[Tutor] getopt options

Danny Yoo dyoo@hkn.eecs.berkeley.edu
Sun, 11 Feb 2001 03:58:48 -0800 (PST)


On Sun, 11 Feb 2001, Tom Connor wrote:

> I'm trying to find a tutorial for getopt. But most things seem to refer
> to Unix or some other source not suitable for my current level of
> understanding.  I find the Python documentation pretty cryptic.  Does
> anyone have suggestions where I should go to improve my understanding of
> getopt and it's options?

Good evening; you're probably looking at the reference material for the
getopt module here:

    http://python.org/doc/current/lib/module-getopt.html

[note: this message is very long, and will look at the very last example
in some detail.  Apologies in advance.]

Could you tell us where the reference material starts sounding funny?  We
can help interpret the examples on the bottom.

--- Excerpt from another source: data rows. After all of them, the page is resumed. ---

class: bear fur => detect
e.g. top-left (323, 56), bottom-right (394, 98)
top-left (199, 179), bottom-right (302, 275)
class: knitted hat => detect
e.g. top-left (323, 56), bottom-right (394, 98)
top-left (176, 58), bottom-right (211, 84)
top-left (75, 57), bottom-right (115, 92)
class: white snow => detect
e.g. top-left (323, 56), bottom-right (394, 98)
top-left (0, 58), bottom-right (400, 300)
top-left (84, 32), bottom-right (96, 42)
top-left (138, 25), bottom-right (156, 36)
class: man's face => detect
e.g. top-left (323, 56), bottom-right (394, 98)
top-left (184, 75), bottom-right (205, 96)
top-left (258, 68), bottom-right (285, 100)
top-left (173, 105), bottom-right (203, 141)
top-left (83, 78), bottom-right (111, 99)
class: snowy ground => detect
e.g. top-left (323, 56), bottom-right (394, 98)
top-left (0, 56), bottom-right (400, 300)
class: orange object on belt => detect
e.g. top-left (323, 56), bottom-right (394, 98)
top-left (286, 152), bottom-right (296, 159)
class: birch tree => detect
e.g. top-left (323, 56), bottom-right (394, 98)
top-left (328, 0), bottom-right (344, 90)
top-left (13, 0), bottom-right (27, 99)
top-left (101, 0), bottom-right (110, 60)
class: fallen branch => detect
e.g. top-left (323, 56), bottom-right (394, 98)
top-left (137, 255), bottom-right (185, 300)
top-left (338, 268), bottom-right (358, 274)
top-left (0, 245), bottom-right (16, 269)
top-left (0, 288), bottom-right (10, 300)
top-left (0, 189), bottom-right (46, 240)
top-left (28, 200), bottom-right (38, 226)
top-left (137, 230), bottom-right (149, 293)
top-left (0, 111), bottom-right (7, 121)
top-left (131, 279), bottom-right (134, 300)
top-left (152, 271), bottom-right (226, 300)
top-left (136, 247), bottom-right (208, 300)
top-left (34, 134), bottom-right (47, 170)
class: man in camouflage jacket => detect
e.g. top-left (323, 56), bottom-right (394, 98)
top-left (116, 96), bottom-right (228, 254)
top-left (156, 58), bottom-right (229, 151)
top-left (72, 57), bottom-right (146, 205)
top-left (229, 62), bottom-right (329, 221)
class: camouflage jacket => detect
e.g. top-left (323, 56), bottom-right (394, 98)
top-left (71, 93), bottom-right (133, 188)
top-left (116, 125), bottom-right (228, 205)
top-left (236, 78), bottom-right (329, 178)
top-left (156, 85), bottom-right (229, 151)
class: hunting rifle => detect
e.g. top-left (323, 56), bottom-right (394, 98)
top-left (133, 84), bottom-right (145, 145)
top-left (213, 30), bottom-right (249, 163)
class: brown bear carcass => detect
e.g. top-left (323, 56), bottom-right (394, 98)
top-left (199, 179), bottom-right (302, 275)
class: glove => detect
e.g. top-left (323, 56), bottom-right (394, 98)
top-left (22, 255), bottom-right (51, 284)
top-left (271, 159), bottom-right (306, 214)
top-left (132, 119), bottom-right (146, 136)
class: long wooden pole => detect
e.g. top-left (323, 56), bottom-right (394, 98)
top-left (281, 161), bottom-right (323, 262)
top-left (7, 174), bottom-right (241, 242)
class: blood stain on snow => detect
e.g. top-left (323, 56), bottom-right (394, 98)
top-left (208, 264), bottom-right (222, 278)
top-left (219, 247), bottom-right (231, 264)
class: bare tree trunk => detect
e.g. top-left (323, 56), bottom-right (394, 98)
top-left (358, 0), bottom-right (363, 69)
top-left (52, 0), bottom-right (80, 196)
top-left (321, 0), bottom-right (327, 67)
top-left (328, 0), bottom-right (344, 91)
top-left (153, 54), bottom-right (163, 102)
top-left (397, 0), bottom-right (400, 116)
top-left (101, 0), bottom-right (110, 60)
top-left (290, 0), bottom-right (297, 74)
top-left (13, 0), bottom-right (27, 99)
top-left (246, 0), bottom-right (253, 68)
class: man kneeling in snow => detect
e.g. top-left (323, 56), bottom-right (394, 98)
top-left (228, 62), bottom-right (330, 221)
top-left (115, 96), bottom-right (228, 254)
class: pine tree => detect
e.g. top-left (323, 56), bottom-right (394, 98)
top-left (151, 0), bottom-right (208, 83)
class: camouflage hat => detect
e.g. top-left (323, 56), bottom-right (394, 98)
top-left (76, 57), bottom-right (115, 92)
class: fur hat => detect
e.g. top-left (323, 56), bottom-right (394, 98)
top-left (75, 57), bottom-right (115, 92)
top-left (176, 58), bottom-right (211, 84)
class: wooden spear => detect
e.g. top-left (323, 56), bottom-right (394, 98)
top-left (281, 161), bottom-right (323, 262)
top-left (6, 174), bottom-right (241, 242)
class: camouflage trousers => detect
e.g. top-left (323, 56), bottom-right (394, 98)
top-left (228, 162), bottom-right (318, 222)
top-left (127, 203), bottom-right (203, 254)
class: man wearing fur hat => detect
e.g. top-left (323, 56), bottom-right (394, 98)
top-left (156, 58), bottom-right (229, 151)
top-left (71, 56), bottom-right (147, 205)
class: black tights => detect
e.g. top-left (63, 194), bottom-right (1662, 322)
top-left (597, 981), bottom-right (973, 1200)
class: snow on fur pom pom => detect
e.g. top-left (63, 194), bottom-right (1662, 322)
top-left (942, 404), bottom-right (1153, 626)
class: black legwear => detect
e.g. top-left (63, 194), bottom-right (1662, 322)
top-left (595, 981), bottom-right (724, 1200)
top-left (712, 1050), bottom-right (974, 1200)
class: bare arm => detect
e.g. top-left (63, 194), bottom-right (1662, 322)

Let's take a look at the very last example that the reference manual
brings up.  I'll simplify the example so we don't look at the "long"
argument stuff.  We'll be looking at variations of this:

###
    opts, args = getopt.getopt(sys.argv[1:], "ho:")
###

getopt() will return two lists: "opts' will cotain all the option
name-value pairs that we're looking for, while the "args" will contain
anything that it doesn't know about.  When we use getopt(), we need to
tell it what options we're paying attention to.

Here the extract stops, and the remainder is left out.